Where possible, try to simplify your reporting to stakeholders. You might want to measure your channels holistically. It is natural that lower-funnel activities have higher ROI but many advertising solutions such as video ads, search ads, and remarketing are built to work together. You can clearly demonstrate to your stakeholders that for each marketing dollar spent they get several in return.
Machine learning and analytics tools now allow advertisers to track conversions both online and offline. And, provided there is enough budget headroom, they can capture all available conversions within their desired target CPA (cost-per-acquisition) or ROAS (return on ad spend). One can also show that a race for lower CPAs and smaller marketing budgets is sometimes counterproductive to the business with a simple calculation like this one:
That is exactly what Italian consumer electronics retailer MediaWorld did. When their network of offline stores closed during lockdown they invested in online sales and lowered their target ROAS to capture incremental growth in rising product categories such as laptops, video consoles, and small kitchen appliances. As a result, their e-commerce revenue tripled with ROAS of 22 to one. To estimate your ROAS and expected campaign performance, you can utilise simulators within your Google Ads account.
However, if your stakeholders are still hesitant, you might need to start with a smaller budget.
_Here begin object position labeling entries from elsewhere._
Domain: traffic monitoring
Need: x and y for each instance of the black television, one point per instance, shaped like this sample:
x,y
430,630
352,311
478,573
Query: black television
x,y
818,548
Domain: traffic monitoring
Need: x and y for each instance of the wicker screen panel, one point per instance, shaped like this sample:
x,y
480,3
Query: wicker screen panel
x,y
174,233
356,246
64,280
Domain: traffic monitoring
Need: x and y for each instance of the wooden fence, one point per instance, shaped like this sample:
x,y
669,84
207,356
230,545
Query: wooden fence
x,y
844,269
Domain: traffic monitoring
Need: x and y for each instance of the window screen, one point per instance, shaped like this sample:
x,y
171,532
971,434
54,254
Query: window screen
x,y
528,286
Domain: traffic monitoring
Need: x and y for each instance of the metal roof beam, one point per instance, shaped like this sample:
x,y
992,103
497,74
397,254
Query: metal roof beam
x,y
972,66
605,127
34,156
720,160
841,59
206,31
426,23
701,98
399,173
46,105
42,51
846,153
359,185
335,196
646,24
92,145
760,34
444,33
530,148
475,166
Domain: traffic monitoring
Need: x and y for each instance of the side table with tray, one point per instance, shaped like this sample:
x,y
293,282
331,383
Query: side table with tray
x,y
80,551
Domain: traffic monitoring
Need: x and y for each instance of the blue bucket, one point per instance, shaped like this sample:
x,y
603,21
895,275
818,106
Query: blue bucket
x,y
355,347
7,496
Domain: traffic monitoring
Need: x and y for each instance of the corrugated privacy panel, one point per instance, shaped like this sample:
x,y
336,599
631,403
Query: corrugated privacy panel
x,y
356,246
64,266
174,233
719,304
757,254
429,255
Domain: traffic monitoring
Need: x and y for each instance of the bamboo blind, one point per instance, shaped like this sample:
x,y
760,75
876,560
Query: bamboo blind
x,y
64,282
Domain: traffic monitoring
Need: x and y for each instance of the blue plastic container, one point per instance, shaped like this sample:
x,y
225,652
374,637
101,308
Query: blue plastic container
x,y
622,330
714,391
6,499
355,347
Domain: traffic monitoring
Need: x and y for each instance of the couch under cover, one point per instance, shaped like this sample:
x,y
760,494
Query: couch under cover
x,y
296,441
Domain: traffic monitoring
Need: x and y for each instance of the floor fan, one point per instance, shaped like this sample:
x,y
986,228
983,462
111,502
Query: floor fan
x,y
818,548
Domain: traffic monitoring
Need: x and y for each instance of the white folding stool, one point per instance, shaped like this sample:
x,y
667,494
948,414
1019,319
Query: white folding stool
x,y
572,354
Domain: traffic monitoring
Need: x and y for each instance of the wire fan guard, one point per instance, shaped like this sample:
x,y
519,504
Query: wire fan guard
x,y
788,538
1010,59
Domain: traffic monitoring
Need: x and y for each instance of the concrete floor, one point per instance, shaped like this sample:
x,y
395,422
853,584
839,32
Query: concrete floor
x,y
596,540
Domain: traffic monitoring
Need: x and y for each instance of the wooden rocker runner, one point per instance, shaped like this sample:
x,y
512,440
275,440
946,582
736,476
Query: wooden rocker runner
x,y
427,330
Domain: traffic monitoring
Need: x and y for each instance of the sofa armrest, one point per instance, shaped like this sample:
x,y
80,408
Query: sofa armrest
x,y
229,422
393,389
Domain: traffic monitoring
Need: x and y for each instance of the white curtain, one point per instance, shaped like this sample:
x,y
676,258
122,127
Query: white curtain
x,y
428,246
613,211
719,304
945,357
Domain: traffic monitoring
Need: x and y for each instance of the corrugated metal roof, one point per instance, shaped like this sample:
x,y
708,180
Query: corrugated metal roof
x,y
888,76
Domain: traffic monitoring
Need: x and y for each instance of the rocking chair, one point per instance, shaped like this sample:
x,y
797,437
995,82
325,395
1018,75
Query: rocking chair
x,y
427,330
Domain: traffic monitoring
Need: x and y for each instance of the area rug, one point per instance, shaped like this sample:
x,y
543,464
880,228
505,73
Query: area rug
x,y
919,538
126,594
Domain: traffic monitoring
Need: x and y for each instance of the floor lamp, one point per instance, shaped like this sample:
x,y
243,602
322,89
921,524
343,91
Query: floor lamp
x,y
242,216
Avoid spreading it thinly across all channels, pick the channels that have the highest ROAS, and fund them fully.
3. Fluctuating demand requires agility
If 2020 has shown marketers anything, it’s just how fast consumer behaviours can change. Make sure you build flexibility into your budget to respond to any new challenges or opportunities that may arise in 2021 as well.
In 2020 we saw a dramatic increase in online activity due to consumers’ accelerated digital adoption, alongside a shift in consumer expectations, and an improvement in return on investment for most advertisers. With that in mind, you may be able to make your marketing activities stretch further with fewer resources. Or, you may realise that you require a larger budget to make the most of the newly risen opportunities.
In France, Piscines Desjoyaux, a family-run business with 165 retail locations that designs and manufactures swimming pools, reacted quickly to develop a new product line of DIY at-home pools to help with this increased demand for home improvement projects. Desjoyaux and Agence 79 used automation, account optimisation, and combined audiences to digitally transform their business and to tap into this new market, while also benefiting from lower CPAs on generic keywords, which allowed them to increase their leads by +113% and sales by 20% year-on-year.
Most companies have a fixed annual marketing budget, which they reallocate monthly or quarterly. Given the dynamic times we live in, it is important to adapt these plans more frequently. For example, review your budget every seven days to ensure that your best-performing campaigns are not held back by outdated budget forecasts. In Google Ads you can reallocate budgets while maintaining control via Recommendations or with shared budgets, which automatically adjusts how a budget is allocated across different campaigns to help you improve your ROAS.
You can’t plan for uncertainty, but you can be ready for what’s next
Planning a marketing budget can be tricky at the best of times, let alone when there’s so much economic uncertainty to factor in. Nobody knows for certain what the future may hold, but you need to have a flexible mindset and an optimised budget plan to succeed. That way you can be ready to jump on any rises in demand, and new opportunities to drive growth for your business during the economic recovery.